The fact that micromanagers want to get involved in the details of your work is a good thing. They are willing to provide you with constructive criticism and help you improve your performance. This can be very helpful when developing your skills as an employee. If they see something that needs improvement, they will let you know about it and show you how to do it better. They also want to ensure that everything is going smoothly for the team. So, they provide positive feedback as well. This is a great thing to have in a boss, especially if you are just starting your career.

2. They Keep You Accountable

Employees need to be accountable for their work, and micromanagers help you do that. As a manager, they hold you responsible for meeting deadlines and getting things done on time. They will ask questions about what is going on with your work and want to know what progress you've made.

If you haven't completed something, they will hold you accountable and remind you to get it done. This can be very helpful in the workplace because if a manager doesn't have accountability from their employees, there is no one to ensure that things are getting done on time. Micromanagers keep you accountable for your work and ensure that deadlines are met, and projects are completed on time.

3. Micromanager Makes You Work Harder

When you have a micromanager boss, you will work harder than you would otherwise. They will keep pushing you to do more and more, which means that your skills and abilities are constantly improving. This is good for the employee as well as the company. If you have a micromanager boss, you will be much more productive than someone who has a boss that doesn't push them.

4. Micromanager Sets High Expectations

Having high expectations is a good thing because it motivates employees to work hard and exceed expectations. Micromanagers hold their employees accountable for doing what they say they will do and ensure their job skills are well-utilized. If you're someone who struggles to follow through on your commitments, a micromanager boss is going to push you to get it done.

5. Micromanager May Try to Help Manage Your Time

A micromanager may want to know how you manage your time and if you're utilizing organizational skills to meet deadlines. They may check in with you every day if you keep missing deadlines. This is an attempt to make sure you're using your time wisely. If you're constantly getting texts or calls from your boss, this is a sign that they're concerned about how you use your time. They want to ensure your time are utilized productively. Time management skill is a valuable skill for any team, and this may be an opportunity to improve yourself. However, if you feel like they're taking away your freedom or being excessively controlling, perhaps it is a good idea to have a conversation about it and see if both sides can negotiate and set reasonable expectations.

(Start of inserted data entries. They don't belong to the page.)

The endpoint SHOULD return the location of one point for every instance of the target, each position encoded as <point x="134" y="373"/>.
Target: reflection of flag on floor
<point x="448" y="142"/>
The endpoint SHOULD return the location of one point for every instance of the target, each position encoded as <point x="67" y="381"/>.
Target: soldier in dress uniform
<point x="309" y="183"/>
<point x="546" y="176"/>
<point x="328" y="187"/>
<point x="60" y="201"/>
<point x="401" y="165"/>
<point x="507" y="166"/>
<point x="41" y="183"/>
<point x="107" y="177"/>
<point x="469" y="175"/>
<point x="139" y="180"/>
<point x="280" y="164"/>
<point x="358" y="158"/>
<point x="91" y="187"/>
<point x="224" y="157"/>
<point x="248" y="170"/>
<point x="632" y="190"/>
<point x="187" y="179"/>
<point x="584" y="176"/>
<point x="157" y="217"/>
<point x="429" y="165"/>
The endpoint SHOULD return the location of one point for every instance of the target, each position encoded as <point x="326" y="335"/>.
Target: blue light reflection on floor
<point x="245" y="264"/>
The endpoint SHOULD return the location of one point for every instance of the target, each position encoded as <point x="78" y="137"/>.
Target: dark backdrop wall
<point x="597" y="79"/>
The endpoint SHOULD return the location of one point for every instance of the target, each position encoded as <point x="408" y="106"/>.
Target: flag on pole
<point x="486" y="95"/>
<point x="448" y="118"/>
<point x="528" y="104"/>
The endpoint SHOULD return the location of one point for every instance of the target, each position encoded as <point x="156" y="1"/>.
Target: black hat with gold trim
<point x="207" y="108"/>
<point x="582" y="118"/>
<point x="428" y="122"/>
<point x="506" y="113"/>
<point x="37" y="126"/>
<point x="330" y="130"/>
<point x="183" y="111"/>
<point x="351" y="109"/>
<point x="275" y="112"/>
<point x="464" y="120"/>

6. Micromanagers Are Detail-Oriented, and Ensure Things Are Done in the Right Standards

A micromanager is detail oriented. They strive for everything to be done correctly and by the book. If you're working for a micromanager, this means they will want you to do things accurately. This can mean following all rules to the letter. When you work for a micromanager, you must be prepared to meet these high expectations.

Wrapping Up

A good manager understands that micromanagement is about knowing where the priorities lie, when to be hands-on and when to take a step back and let your team flourish. It's about doing the right thing at the right time, with or without your direct involvement (and sometimes even better when you're not involved). So, if your immediate reaction to the idea of micromanagement was negative, perhaps it's time to consider an alternate perspective.